Ciò permetterebbe di fare fronte alla difficoltà di reperire nuova occupazione denunciata da molti settori, in primis agricoltura e distribuzione; garantirebbe una offerta maggiore di prodotti (con meno pressioni sui prezzi) e una apertura più lunga dei punti di vendita (alleggerendo il carico di lavoro sugli attuali lavoratori); offrirebbe la possibilità di avere un reddito (o una integrazione di reddito a molte famiglie).
Contemporaneamente, l’Anpal potrebbe predisporre la strumentazione per piano di formazione e riqualificazione della forza lavoro, differenziati per settori e territori, in maniera da potere preparare i lavoratori a quelle competenze di base che scuramente saranno richieste nella prossima fase di attività produttiva.

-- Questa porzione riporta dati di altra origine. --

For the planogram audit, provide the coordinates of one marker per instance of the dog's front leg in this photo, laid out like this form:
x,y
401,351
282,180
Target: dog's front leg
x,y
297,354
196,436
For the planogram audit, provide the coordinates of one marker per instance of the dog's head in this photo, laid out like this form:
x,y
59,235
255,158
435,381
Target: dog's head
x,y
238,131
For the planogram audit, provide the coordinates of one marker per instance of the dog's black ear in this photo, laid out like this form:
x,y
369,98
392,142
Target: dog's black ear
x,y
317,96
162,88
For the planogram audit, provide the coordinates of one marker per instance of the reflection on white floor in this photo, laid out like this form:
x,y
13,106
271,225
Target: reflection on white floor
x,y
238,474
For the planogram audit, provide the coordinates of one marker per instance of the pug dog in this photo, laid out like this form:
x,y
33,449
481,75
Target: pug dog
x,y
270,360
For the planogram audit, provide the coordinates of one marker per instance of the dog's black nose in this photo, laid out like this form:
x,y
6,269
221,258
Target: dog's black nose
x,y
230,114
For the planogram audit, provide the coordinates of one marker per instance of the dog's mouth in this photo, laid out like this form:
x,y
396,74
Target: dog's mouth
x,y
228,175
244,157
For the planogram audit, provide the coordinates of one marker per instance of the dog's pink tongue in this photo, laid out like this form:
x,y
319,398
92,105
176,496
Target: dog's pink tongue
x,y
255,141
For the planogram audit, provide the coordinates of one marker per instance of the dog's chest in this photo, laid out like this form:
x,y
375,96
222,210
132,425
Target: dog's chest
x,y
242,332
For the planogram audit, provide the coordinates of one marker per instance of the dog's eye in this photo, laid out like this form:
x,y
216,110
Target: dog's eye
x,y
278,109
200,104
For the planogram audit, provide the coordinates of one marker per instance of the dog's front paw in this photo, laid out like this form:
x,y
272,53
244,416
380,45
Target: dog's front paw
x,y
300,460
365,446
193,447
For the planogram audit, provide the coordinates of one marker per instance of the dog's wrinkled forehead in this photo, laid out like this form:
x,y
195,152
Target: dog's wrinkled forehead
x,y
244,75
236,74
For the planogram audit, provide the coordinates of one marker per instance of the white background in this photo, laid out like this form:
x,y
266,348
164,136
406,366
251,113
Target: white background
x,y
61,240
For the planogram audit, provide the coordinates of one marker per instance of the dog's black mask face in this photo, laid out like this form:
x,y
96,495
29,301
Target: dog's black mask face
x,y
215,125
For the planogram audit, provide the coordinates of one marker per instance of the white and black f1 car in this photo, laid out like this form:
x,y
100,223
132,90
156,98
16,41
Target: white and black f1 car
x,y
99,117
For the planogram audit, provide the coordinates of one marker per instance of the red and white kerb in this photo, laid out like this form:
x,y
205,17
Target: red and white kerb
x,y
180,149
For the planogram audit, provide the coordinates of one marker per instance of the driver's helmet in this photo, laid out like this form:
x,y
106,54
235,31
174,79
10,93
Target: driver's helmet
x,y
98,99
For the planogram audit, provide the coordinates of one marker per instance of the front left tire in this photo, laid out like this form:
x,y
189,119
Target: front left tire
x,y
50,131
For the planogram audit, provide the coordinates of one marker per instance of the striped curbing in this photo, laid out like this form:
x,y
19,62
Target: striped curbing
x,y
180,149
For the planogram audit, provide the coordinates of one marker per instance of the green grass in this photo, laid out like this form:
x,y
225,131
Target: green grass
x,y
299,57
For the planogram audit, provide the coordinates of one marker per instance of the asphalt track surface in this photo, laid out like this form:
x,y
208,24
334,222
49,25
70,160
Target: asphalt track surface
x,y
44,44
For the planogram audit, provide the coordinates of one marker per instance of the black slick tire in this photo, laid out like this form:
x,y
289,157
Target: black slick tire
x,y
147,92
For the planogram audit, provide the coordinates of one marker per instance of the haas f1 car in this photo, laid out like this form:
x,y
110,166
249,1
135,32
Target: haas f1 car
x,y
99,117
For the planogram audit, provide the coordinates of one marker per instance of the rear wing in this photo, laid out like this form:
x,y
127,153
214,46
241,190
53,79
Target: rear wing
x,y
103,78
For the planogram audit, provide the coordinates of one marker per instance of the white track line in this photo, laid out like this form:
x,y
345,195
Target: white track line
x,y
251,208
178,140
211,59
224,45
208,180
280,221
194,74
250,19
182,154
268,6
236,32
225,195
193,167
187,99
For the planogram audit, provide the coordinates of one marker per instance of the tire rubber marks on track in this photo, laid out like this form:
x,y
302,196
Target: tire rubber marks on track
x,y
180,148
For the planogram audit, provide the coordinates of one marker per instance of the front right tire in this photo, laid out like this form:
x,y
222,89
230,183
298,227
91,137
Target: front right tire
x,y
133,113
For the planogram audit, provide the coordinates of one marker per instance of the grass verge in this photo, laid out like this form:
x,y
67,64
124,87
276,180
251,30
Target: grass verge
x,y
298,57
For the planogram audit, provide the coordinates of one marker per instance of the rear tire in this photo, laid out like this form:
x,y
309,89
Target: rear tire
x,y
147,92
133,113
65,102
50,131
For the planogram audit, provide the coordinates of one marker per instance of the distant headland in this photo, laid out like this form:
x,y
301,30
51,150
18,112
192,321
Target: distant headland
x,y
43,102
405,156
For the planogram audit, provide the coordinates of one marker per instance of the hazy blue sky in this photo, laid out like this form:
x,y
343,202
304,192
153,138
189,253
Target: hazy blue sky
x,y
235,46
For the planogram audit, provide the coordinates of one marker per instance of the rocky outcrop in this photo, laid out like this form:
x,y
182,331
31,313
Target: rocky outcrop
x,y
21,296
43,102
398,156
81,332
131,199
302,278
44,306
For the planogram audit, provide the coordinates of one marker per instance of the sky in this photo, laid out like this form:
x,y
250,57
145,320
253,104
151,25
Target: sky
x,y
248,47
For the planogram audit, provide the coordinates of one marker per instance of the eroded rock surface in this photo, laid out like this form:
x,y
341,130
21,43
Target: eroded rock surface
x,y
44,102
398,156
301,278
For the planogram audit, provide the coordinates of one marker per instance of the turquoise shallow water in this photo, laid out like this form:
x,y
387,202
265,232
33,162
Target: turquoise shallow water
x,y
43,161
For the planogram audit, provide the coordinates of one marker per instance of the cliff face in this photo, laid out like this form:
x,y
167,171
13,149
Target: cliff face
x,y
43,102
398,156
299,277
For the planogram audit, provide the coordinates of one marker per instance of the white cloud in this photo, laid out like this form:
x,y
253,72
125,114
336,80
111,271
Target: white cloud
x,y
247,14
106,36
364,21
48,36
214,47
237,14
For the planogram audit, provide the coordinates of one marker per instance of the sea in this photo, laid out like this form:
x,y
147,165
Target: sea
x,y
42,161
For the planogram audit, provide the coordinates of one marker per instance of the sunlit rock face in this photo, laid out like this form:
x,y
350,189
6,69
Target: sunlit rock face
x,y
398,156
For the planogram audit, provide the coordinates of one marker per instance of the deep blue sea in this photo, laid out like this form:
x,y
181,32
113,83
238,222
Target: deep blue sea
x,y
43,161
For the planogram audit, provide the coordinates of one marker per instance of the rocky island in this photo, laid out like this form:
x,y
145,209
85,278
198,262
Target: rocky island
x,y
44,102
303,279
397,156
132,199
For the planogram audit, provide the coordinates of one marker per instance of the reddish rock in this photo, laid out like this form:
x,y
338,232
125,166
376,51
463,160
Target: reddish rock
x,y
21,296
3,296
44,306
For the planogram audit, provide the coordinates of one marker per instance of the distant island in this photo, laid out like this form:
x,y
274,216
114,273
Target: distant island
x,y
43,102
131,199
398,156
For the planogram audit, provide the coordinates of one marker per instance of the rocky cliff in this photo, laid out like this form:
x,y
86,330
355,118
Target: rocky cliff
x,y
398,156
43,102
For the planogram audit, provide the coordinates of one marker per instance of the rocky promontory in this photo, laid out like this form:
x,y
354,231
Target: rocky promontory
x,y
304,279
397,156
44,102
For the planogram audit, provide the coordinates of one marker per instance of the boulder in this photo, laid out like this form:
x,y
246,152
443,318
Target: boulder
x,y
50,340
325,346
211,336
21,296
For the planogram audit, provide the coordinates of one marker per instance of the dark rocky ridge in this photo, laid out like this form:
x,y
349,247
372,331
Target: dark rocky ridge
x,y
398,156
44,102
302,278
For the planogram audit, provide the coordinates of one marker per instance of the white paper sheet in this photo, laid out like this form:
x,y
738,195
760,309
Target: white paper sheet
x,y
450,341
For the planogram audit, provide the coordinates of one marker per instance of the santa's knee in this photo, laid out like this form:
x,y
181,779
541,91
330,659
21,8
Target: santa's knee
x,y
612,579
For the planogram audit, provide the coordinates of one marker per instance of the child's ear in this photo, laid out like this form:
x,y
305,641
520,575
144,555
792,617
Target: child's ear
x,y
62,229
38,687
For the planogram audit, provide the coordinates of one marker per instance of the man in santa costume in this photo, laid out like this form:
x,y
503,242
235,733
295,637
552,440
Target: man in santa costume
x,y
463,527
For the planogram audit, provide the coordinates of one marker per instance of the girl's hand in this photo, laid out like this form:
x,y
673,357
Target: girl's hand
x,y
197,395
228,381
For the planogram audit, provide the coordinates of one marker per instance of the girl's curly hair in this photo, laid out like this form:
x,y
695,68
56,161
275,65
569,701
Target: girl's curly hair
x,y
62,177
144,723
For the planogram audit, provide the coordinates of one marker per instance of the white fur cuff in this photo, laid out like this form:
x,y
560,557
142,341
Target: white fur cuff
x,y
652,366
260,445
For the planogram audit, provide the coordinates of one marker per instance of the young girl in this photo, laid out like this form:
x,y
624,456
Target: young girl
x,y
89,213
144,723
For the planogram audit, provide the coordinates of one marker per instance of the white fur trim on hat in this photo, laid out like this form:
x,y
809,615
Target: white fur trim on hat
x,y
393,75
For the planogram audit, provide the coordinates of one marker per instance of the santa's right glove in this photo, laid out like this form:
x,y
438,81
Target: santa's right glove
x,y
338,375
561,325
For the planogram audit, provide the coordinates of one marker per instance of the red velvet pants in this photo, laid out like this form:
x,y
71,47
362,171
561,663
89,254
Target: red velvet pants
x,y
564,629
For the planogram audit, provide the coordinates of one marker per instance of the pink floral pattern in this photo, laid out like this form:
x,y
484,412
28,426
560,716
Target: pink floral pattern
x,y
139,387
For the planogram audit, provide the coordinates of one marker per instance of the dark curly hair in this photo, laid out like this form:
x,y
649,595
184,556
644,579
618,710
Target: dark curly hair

Affiancandosi, anche in questo caso, agli strumenti di cui dispone il privato, si costruirebbero già oggi quelle condizioni necessarie per non fare rimanere per un periodo prolungato le persone dipendenti da ammortizzatori sociali (con riduzione di reddito).
Le politiche attive del lavoro sono un arnese prezioso della cassetta degli attrezzi necessaria per ripartire. Anche nella fase di crisi, anzi soprattutto nella fase di crisi, devono svolgere un ruolo anticiclico e proattivo. Non possiamo disperdere capitale umano: e non possiamo passare a una società basata sull’assistenza e non più sul lavoro. Un esito, ancora una volta, tutto e solo italiano.